Grace L Park, William E Sander, Sheena E Martenies, Holly Rosencranz, Laura A Rice, Japhia Jayasingh-Ramkumar, Sarah Michaels, Brian Aldridge
Author Information
Grace L Park: Department of Biomedical and Translational Sciences, Carle Illinois College of Medicine, University of Illinois Urbana-Champaign, Urbana, IL USA. ORCID
William E Sander: Department of Veterinary Clinical Medicine, College of Veterinary Medicine, University of Illinois Urbana-Champaign, Urbana, IL USA. ORCID
Sheena E Martenies: Department of Kinesiology and Community Health, University of Illinois Urbana-Champaign, Urbana, IL USA.
Holly Rosencranz: Department of Clinical Sciences, Carle Illinois College of Medicine, University of Illinois Urbana-Champaign, Urbana, IL USA.
Laura A Rice: Department of Kinesiology and Community Health, University of Illinois Urbana-Champaign, Urbana, IL USA. ORCID
Japhia Jayasingh-Ramkumar: Department of Clinical Sciences, Carle Illinois College of Medicine, University of Illinois Urbana-Champaign, Urbana, IL USA.
Sarah Michaels: Champaign-Urbana Public Health District, Champaign, IL USA.
Brian Aldridge: Department of Biomedical and Translational Sciences, Carle Illinois College of Medicine, University of Illinois Urbana-Champaign, Urbana, IL USA.
Our ability to tackle the looming human, animal, and global ecosystem health threats arising from the issues of climate change and extreme weather events will require effective and creative cross-disciplinary collaboration.

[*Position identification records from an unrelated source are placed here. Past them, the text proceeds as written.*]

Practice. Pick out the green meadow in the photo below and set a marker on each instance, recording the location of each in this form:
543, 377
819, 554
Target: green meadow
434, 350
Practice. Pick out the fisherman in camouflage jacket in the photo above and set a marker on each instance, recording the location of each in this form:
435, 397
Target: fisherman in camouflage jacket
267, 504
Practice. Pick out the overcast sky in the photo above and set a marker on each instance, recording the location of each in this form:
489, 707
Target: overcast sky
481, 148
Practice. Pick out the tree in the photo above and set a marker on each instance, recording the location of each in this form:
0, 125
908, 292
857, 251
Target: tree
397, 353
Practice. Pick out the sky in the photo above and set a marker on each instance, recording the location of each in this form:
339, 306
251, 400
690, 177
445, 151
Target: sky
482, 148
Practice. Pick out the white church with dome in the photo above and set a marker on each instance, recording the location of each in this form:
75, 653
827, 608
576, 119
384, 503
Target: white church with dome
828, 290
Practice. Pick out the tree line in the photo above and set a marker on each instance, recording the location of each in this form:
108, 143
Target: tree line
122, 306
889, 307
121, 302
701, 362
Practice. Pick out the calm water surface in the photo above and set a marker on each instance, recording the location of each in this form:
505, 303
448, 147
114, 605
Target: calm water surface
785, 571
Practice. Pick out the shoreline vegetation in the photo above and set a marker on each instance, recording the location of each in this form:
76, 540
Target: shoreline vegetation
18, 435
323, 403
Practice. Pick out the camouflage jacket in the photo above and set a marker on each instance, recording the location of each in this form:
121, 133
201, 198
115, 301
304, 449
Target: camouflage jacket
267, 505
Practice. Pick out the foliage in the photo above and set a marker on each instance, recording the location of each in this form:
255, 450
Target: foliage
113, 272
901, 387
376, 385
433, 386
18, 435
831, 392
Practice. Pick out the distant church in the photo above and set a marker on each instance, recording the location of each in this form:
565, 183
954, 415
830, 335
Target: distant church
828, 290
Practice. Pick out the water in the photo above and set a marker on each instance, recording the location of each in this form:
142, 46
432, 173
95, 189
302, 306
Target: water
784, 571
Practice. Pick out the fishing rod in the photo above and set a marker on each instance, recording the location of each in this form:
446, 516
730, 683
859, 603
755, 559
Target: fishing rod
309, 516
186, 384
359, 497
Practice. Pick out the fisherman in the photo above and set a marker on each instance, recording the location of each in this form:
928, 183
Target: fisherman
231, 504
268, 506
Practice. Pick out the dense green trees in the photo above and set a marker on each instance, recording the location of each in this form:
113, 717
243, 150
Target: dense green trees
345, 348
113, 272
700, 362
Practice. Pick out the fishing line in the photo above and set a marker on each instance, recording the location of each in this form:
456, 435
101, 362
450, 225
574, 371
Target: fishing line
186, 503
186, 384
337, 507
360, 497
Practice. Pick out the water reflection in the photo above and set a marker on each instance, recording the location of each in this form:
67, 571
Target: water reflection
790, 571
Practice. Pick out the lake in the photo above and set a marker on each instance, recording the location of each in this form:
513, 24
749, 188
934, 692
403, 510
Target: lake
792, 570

There is a growing national and international interest in equipping the next generation of clinicians and health scientists for success in facing these important challenges by providing interprofessional training opportunities. This paper describes how we assembled an interdisciplinary team of experts to design and deliver a case-based discussion on a cross-species illness outbreak in animals and humans using a One Health framework. The small group, case-based approach highlighted the impact of climate change-driven extreme weather events on human and animal health using a diarrhea outbreak associated with a contaminated community water supply precipitated by extreme flooding. Post-activity survey data indicated that this team-taught learning activity successfully engaged a cross-disciplinary cohort of medical, veterinary, and public health students in the issues of environmental public health threats and helped them understand the importance of an integrative, cross-functional, team-based approach for solving complex problems. The data from this study is being used to plan similar interprofessional, One Health learning activities across the health sciences curriculum in our institution.